Pour la fonction publique hospitalière, les règles sont alignées sur celles de la CNRACL : pas de condition de ressources, taux de 50 % de la pension de base, plus la moitié des majorations pour enfants et de la rente d’invalidité le cas échéant. En revanche, en cas de remariage, de Pacs ou de concubinage, les ex-conjoints perdent généralement leur droit à réversion, sauf si la nouvelle union a pris fin avant le décès. Ces subtilités impliquent une vraie coordination entre les différentes caisses lorsque la personne décédée a changé de statut au cours de sa carrière (par exemple, cheminot devenu agent hospitalier, ou fonctionnaire passé dans le privé).
En pratique, le portail Info-retraite facilite cette coordination en interrogeant automatiquement l’ensemble des régimes auxquels la personne décédée a cotisé. Mais il reste fortement recommandé d’indiquer explicitement, dans les formulaires et lors des échanges, l’ensemble des employeurs ou statuts successifs du défunt, afin d’éviter qu’un régime spécial ne soit “oublié” et que des droits ne restent en sommeil.
Gestion des droits pour les polypensionnés multi-régimes
De plus en plus de personnes ont eu des carrières dites “polypensionnées” : débuts comme salarié du privé, puis passage dans la fonction publique, création d’une activité indépendante, etc. Chaque période donne lieu à des droits à retraite distincts, et donc potentiellement à plusieurs pensions de réversion pour le conjoint survivant. La gestion de ces droits suppose de distinguer clairement les régimes de base (CNAV, MSA, CNAVPL, CNRACL, SRE…) et les régimes complémentaires (Agirc-Arrco, Ircantec, caisses libérales, régimes spéciaux).

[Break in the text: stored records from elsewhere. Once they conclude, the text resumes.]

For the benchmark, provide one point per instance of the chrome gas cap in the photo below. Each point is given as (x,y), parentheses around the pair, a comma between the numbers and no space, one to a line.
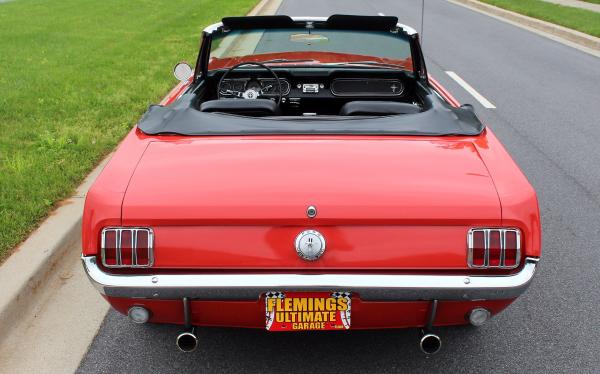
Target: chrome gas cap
(310,245)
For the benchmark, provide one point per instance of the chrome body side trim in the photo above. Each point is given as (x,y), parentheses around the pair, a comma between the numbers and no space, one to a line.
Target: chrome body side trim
(249,286)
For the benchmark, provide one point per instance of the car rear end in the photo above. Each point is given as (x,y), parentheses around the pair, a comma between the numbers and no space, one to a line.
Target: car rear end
(413,231)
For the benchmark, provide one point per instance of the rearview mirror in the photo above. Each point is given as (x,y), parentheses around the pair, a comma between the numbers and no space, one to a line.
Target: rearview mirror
(183,71)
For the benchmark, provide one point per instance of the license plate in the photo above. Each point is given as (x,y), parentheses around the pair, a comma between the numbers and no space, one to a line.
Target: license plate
(301,311)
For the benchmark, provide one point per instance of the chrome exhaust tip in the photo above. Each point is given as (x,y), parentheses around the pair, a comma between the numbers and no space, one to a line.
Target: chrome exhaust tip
(430,344)
(187,341)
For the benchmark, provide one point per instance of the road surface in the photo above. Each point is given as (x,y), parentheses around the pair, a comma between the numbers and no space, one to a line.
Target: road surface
(547,99)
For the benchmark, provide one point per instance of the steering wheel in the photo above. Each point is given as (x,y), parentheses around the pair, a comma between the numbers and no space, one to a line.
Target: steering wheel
(249,93)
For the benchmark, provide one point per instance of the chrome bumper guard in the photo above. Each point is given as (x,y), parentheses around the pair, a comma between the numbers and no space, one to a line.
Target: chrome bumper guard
(388,287)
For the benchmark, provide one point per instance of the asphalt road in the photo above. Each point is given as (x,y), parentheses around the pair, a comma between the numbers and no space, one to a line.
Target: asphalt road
(548,115)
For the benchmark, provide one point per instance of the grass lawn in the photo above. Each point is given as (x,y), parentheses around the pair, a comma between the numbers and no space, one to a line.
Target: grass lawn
(75,75)
(582,20)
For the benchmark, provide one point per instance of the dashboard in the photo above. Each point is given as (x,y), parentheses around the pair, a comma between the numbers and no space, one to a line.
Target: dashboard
(341,87)
(315,91)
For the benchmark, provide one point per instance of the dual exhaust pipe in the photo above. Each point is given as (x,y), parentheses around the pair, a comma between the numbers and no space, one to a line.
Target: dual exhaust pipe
(187,341)
(429,343)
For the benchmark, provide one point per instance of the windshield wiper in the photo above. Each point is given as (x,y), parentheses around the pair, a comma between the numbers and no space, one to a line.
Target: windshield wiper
(279,60)
(374,63)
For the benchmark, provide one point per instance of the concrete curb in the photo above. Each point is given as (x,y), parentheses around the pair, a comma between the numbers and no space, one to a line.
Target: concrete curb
(24,275)
(584,42)
(25,272)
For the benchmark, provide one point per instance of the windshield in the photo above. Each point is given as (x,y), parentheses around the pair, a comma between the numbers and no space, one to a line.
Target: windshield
(310,47)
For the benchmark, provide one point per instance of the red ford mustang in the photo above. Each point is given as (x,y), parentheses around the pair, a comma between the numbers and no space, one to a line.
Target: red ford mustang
(308,174)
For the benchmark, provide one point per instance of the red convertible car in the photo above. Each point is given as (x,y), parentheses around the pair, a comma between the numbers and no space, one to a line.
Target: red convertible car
(308,174)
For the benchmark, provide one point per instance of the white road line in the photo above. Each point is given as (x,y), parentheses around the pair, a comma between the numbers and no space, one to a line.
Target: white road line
(485,102)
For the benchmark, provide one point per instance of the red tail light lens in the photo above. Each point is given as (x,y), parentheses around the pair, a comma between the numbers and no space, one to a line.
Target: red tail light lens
(478,251)
(127,247)
(494,248)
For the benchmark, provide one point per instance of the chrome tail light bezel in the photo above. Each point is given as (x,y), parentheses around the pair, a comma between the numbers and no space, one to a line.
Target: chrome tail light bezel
(134,250)
(486,262)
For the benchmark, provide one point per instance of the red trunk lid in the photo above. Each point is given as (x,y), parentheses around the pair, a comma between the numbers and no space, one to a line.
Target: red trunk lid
(240,202)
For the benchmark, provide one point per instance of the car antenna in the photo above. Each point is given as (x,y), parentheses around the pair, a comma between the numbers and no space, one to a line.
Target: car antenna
(422,18)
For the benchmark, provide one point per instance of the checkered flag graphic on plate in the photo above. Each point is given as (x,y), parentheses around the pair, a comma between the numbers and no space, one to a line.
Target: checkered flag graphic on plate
(271,315)
(345,316)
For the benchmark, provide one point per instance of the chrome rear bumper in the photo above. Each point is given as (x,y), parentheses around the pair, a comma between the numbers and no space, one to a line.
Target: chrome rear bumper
(389,287)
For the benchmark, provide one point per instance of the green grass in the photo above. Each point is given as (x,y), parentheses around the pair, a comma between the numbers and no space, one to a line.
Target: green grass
(75,75)
(582,20)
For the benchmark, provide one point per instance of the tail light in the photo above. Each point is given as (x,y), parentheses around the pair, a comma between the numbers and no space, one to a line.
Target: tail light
(124,247)
(494,248)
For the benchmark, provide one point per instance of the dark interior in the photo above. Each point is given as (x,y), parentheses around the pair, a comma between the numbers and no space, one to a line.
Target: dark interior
(309,91)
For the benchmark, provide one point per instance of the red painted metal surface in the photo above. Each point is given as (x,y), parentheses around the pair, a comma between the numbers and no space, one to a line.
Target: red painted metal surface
(365,315)
(384,202)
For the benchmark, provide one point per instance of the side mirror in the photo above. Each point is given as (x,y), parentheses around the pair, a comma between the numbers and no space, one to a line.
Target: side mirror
(183,71)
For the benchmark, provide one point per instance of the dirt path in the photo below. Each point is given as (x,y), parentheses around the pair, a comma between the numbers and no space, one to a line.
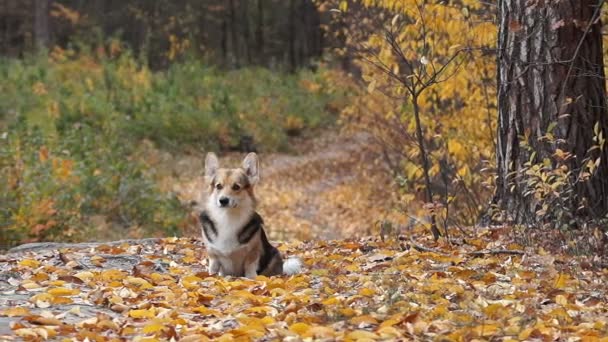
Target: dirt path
(330,188)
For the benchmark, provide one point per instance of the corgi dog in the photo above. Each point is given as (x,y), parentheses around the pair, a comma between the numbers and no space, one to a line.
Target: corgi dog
(232,229)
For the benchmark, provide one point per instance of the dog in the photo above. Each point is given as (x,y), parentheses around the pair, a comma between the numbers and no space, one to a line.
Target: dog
(232,229)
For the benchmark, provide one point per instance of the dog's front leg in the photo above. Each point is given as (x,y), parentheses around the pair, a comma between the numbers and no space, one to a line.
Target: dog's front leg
(214,265)
(251,270)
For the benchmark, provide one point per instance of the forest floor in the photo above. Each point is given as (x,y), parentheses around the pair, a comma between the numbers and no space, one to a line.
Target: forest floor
(354,286)
(328,187)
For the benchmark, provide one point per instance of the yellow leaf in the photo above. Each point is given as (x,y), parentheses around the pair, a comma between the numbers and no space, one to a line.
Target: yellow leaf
(62,291)
(29,263)
(367,292)
(84,276)
(363,319)
(143,313)
(361,335)
(139,282)
(299,328)
(321,332)
(331,301)
(486,329)
(561,281)
(152,328)
(389,332)
(15,311)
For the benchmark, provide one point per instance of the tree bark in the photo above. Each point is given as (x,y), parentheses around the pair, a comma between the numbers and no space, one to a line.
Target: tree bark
(260,33)
(234,30)
(41,24)
(550,81)
(292,36)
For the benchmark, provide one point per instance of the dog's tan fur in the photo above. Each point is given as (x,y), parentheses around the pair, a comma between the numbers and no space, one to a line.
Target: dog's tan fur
(233,232)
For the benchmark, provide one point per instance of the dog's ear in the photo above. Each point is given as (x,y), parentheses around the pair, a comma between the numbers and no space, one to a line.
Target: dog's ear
(211,165)
(251,165)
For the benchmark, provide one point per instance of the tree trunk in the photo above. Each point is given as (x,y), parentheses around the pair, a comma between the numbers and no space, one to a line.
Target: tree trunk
(41,24)
(292,36)
(234,30)
(260,33)
(550,84)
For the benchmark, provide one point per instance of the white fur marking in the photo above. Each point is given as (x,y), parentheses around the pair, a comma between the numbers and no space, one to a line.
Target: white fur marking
(292,266)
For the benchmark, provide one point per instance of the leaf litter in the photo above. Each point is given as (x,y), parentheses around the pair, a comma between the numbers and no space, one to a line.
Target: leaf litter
(352,290)
(398,287)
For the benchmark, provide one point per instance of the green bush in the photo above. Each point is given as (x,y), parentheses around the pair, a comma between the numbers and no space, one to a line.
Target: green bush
(70,125)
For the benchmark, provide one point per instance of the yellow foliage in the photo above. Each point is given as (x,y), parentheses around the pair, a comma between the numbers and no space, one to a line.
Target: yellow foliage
(441,58)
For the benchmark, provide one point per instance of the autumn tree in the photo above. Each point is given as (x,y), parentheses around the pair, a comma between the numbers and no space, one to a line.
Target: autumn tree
(551,160)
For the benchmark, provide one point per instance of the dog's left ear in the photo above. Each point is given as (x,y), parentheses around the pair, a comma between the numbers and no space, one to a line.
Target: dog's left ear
(211,165)
(251,165)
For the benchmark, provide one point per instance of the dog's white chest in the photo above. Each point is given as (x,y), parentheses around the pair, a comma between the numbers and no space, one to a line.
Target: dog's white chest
(228,226)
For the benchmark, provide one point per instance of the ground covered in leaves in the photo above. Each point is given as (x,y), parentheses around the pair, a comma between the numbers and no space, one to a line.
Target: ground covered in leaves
(351,290)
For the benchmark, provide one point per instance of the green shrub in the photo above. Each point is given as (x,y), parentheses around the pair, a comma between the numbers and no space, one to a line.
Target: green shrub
(70,125)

Dans ce contexte, la pension de réversion se calcule “régime par régime” : les conditions d’âge, de ressources et de mariage peuvent donc varier pour chaque part de réversion. Par exemple, vous pouvez être éligible immédiatement à la réversion du régime général à 55 ans, mais devoir attendre 62 ans pour la réversion complémentaire d’une caisse libérale, ou remplir des conditions de durée de mariage différentes dans un régime spécial. Cette mosaïque de règles peut donner le sentiment d’un labyrinthe administratif, mais elle reflète la diversité des statuts professionnels.
Pour sécuriser vos droits, deux réflexes sont essentiels : conserver précieusement tous les documents relatifs aux carrières de votre conjoint (attestations d’employeur, relevés de situation individuelle, notifications de retraite) et utiliser les services en ligne de votre compte retraite pour vérifier les régimes dans lesquels il a cotisé. En cas de doute, n’hésitez pas à solliciter un entretien avec un conseiller Info retraite ou avec un expert retraite indépendant, afin de vérifier que toutes les pensions de réversion potentielles sont bien demandées et correctement calculées.